Reviewed by JONATHAN LEWIS:          

NONE BUT THE BRAVE. Golden Harvest Company, Hong Kong, 1973. Original title: Tie wa. Cinemation Industries, US, 1974. Also known as Kung Fu Girl. Pei-pei Cheng, Wei Ou, James Tien, Wei Lo, Chen Yuen Lung (Jackie Chan). Screenplay and director: Wei Lo.

   If one were to fully appreciate None But The Brave (aka Kung Fu Girl), it’d probably help to know a bit about early twentieth-century Chinese-Japanese diplomatic relations. The film, which stars Chinese actress Pei-Pei Cheng (Crouching Tiger Hidden Dragon), takes place during a tenuous time for China’s future, when the leadership in Beijing is in the process of making concessions to Japan.

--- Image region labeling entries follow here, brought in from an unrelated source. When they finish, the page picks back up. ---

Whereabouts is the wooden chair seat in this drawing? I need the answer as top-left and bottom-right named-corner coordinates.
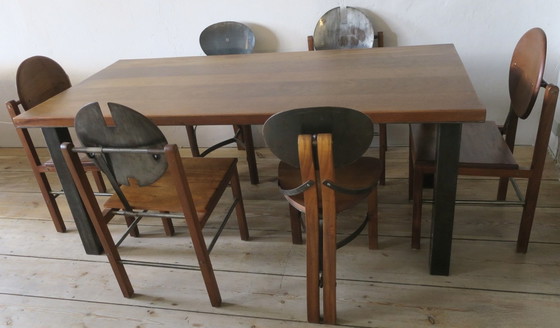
top-left (263, 107), bottom-right (383, 324)
top-left (103, 157), bottom-right (237, 218)
top-left (278, 157), bottom-right (383, 213)
top-left (410, 121), bottom-right (519, 173)
top-left (307, 7), bottom-right (388, 185)
top-left (185, 21), bottom-right (259, 184)
top-left (61, 103), bottom-right (249, 306)
top-left (409, 28), bottom-right (558, 253)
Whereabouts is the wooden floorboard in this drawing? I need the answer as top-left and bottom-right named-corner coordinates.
top-left (0, 147), bottom-right (560, 328)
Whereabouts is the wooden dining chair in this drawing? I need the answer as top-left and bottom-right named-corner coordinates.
top-left (307, 7), bottom-right (387, 185)
top-left (6, 56), bottom-right (106, 232)
top-left (186, 21), bottom-right (259, 184)
top-left (263, 107), bottom-right (382, 323)
top-left (61, 103), bottom-right (249, 306)
top-left (409, 28), bottom-right (558, 253)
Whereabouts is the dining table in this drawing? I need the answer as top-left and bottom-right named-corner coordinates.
top-left (14, 44), bottom-right (486, 323)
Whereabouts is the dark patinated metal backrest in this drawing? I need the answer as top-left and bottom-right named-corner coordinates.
top-left (313, 7), bottom-right (375, 50)
top-left (509, 28), bottom-right (546, 119)
top-left (263, 107), bottom-right (373, 167)
top-left (199, 21), bottom-right (255, 55)
top-left (16, 56), bottom-right (72, 110)
top-left (75, 103), bottom-right (167, 186)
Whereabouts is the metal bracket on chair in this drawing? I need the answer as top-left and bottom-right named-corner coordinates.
top-left (323, 180), bottom-right (376, 195)
top-left (280, 180), bottom-right (315, 196)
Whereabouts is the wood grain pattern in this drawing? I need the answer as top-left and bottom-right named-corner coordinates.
top-left (15, 44), bottom-right (485, 127)
top-left (0, 146), bottom-right (560, 328)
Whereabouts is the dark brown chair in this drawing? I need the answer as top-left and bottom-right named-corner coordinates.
top-left (186, 21), bottom-right (259, 184)
top-left (61, 103), bottom-right (249, 306)
top-left (6, 56), bottom-right (106, 232)
top-left (307, 7), bottom-right (387, 185)
top-left (409, 28), bottom-right (558, 253)
top-left (263, 107), bottom-right (382, 323)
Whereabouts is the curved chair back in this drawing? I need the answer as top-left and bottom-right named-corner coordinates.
top-left (16, 56), bottom-right (72, 110)
top-left (313, 7), bottom-right (375, 50)
top-left (199, 21), bottom-right (255, 55)
top-left (509, 28), bottom-right (546, 119)
top-left (263, 107), bottom-right (373, 167)
top-left (74, 103), bottom-right (167, 187)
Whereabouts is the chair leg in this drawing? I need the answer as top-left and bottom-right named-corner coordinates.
top-left (101, 225), bottom-right (134, 298)
top-left (517, 178), bottom-right (541, 253)
top-left (33, 170), bottom-right (66, 232)
top-left (91, 171), bottom-right (107, 192)
top-left (185, 125), bottom-right (200, 157)
top-left (161, 212), bottom-right (175, 237)
top-left (232, 125), bottom-right (245, 150)
top-left (185, 217), bottom-right (222, 307)
top-left (288, 205), bottom-right (303, 245)
top-left (408, 132), bottom-right (414, 200)
top-left (367, 189), bottom-right (379, 249)
top-left (412, 170), bottom-right (424, 249)
top-left (124, 215), bottom-right (140, 237)
top-left (496, 178), bottom-right (509, 201)
top-left (379, 124), bottom-right (387, 186)
top-left (230, 167), bottom-right (249, 240)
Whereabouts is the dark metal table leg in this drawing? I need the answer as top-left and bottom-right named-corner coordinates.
top-left (43, 128), bottom-right (103, 255)
top-left (430, 123), bottom-right (461, 276)
top-left (241, 125), bottom-right (259, 184)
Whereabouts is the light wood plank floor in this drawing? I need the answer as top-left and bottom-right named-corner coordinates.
top-left (0, 147), bottom-right (560, 328)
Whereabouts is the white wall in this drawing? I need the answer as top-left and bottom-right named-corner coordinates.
top-left (0, 0), bottom-right (560, 146)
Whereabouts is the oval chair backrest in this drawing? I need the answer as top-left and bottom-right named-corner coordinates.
top-left (199, 21), bottom-right (255, 56)
top-left (313, 7), bottom-right (375, 50)
top-left (16, 56), bottom-right (72, 110)
top-left (263, 107), bottom-right (373, 167)
top-left (74, 103), bottom-right (167, 186)
top-left (509, 28), bottom-right (546, 119)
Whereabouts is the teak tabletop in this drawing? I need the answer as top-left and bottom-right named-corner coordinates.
top-left (15, 44), bottom-right (485, 127)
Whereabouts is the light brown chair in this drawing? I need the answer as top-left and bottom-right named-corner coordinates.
top-left (409, 28), bottom-right (558, 253)
top-left (307, 7), bottom-right (387, 185)
top-left (185, 21), bottom-right (259, 184)
top-left (263, 107), bottom-right (382, 323)
top-left (61, 103), bottom-right (249, 306)
top-left (6, 56), bottom-right (106, 232)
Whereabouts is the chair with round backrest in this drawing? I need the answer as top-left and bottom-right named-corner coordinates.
top-left (6, 56), bottom-right (106, 232)
top-left (186, 21), bottom-right (259, 184)
top-left (61, 103), bottom-right (249, 306)
top-left (263, 107), bottom-right (382, 323)
top-left (307, 7), bottom-right (387, 185)
top-left (409, 28), bottom-right (558, 253)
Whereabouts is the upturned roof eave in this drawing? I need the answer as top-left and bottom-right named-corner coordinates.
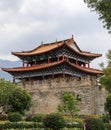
top-left (1, 60), bottom-right (103, 74)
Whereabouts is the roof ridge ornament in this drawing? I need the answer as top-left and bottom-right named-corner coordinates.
top-left (41, 41), bottom-right (44, 45)
top-left (72, 34), bottom-right (74, 39)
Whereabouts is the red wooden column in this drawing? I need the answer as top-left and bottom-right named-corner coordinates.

   The movie is filled with both martial arts action sequences and a healthy dose of political intrigue. Pei-Pei Cheng portrays a girl who pretends to be the long-lost sister of a Chinese military official in Beijing. Her ultimate goal is to manipulate him so as to free one of the revolutionary party leaders opposed to selling China out to the Japanese.

   Along the way, she has to contend with a Japanese official who takes a fancy to her, as well as a member of his entourage (portrayed by a young Jackie Chan) who wants to fight her.

   Sometimes the plot isn’t the easiest to follow, but it all sort of comes together by the end. There is some absolutely great cinematography present here; this isn’t some cheap, shoddy grindhouse kung fu film. (Not that there’s anything wrong with that!) Pei-Pei Cheng is wonderfully electric. Her smile and energy are infectious. Even if you’re not the biggest fan of martial arts films, this one takes some patience, but is well worth a look, if only to catch a glimpse of one of Hong Kong’s best-known female action stars in her prime.